The immersive VR training was met with curiosity and high interest, with overwhelmingly positive feedback from participants. However, there are several limitations to the current program. The application is tailored specifically to the procedures and facilities of the University Medical Center Mainz, making it difficult to adapt for use in other institutions. Currently, the application simulates the role of an independent observer in the emergency trauma room and does not support interactive capabilities. Consequently, while it is suitable for familiarizing all medical specialties and professions with emergency trauma room procedures, it does not provide in-depth training on specific knowledge or medical procedures in its initial prototype. Future developments will include flow charts of responsibilities and educational slides within the VR application. Additionally, training in decision-making and task simulations will be incorporated to benefit more advanced physicians. Similar applications using animated simulations have been described previously and are partially available commercially [14, 16]. We agree with Couperus et al., who have presented a prototype of a military application for trauma training in simulated VR, that these types of simulations can create systems comparable to fight simulation training [14]. However, these advanced applications may not be as suitable for first-time employees or medical students, as they are more specialized for different medical fields. Currently, there is an educational gap in procedural knowledge and organizational understanding among novice physicians that we aim to address. The current program was well received and provides a foundation for future expansions tailored to various specialties and experience levels.

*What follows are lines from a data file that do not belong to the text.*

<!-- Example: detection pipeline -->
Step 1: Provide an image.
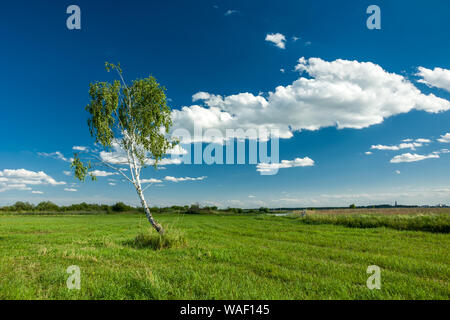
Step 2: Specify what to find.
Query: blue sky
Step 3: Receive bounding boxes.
[0,0,450,207]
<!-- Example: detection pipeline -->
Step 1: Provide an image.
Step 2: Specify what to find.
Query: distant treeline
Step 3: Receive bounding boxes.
[0,201,270,214]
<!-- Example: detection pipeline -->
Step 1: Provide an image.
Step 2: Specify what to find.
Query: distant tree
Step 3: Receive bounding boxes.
[72,62,176,234]
[13,201,34,211]
[111,202,131,212]
[35,201,59,211]
[186,203,201,214]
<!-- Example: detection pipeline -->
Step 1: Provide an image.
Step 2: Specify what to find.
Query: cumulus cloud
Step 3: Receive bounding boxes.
[141,178,162,183]
[89,170,119,177]
[224,9,239,16]
[100,142,182,166]
[72,146,87,151]
[265,33,286,49]
[370,142,423,151]
[416,67,450,92]
[256,157,314,172]
[164,176,207,182]
[390,153,439,163]
[172,58,450,143]
[438,133,450,143]
[0,169,66,192]
[167,144,188,155]
[38,151,73,162]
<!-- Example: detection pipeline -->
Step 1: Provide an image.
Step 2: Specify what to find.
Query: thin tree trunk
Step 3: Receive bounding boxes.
[136,186,164,235]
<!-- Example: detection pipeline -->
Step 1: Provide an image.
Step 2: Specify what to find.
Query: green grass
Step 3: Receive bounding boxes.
[300,214,450,233]
[0,214,450,299]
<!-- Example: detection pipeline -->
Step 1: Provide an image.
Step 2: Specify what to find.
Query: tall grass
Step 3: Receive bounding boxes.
[298,214,450,233]
[124,229,186,250]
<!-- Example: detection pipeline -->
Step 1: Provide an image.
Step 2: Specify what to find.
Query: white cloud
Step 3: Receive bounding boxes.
[416,67,450,92]
[390,153,439,163]
[172,58,450,143]
[141,178,162,183]
[38,151,73,162]
[100,142,182,166]
[256,157,314,172]
[438,133,450,143]
[89,170,119,177]
[164,176,207,182]
[167,144,188,155]
[265,33,286,49]
[72,146,87,151]
[416,138,431,143]
[370,142,423,151]
[224,10,239,16]
[0,169,66,192]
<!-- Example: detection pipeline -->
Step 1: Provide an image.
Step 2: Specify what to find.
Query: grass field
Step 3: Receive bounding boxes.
[0,210,450,299]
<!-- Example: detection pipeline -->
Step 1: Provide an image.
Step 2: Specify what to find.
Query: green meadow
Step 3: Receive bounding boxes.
[0,214,450,299]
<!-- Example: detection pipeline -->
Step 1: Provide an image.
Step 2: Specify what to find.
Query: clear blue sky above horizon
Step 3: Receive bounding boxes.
[0,0,450,207]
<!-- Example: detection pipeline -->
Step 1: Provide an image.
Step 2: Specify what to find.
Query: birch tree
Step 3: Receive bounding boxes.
[71,62,177,234]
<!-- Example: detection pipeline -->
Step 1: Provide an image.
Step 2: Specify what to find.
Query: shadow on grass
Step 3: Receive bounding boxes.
[123,230,187,250]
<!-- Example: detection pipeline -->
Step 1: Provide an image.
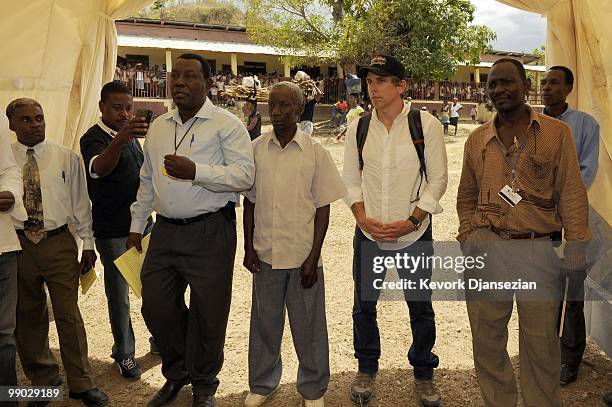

Optimal trauma room care requires training not only in medical knowledge and procedures but also in communication and leadership skills. For this reason, our hospital incorporates real-life training that includes serious games conducted in larger groups. Prior studies [3, 22] have underscored the importance of such training methods, independent of VR usage. The current program allows users to observe optimal communication practices, as noted by several participants, but it does not provide direct instruction or training in communication skills. Effective communication training requires group participation to enable practical exercises. While VR can enhance communication team training, our focus was on its capability to provide flexible, individual training without the need for training partners and instructors.

This study presents an initial user evaluation of a prototype for a new custom educational tool in immersive VR, and thus, the number of participants is limited. Future goals include implementing this tool for new and first-time employees, as well as further evaluating and developing interactive solutions.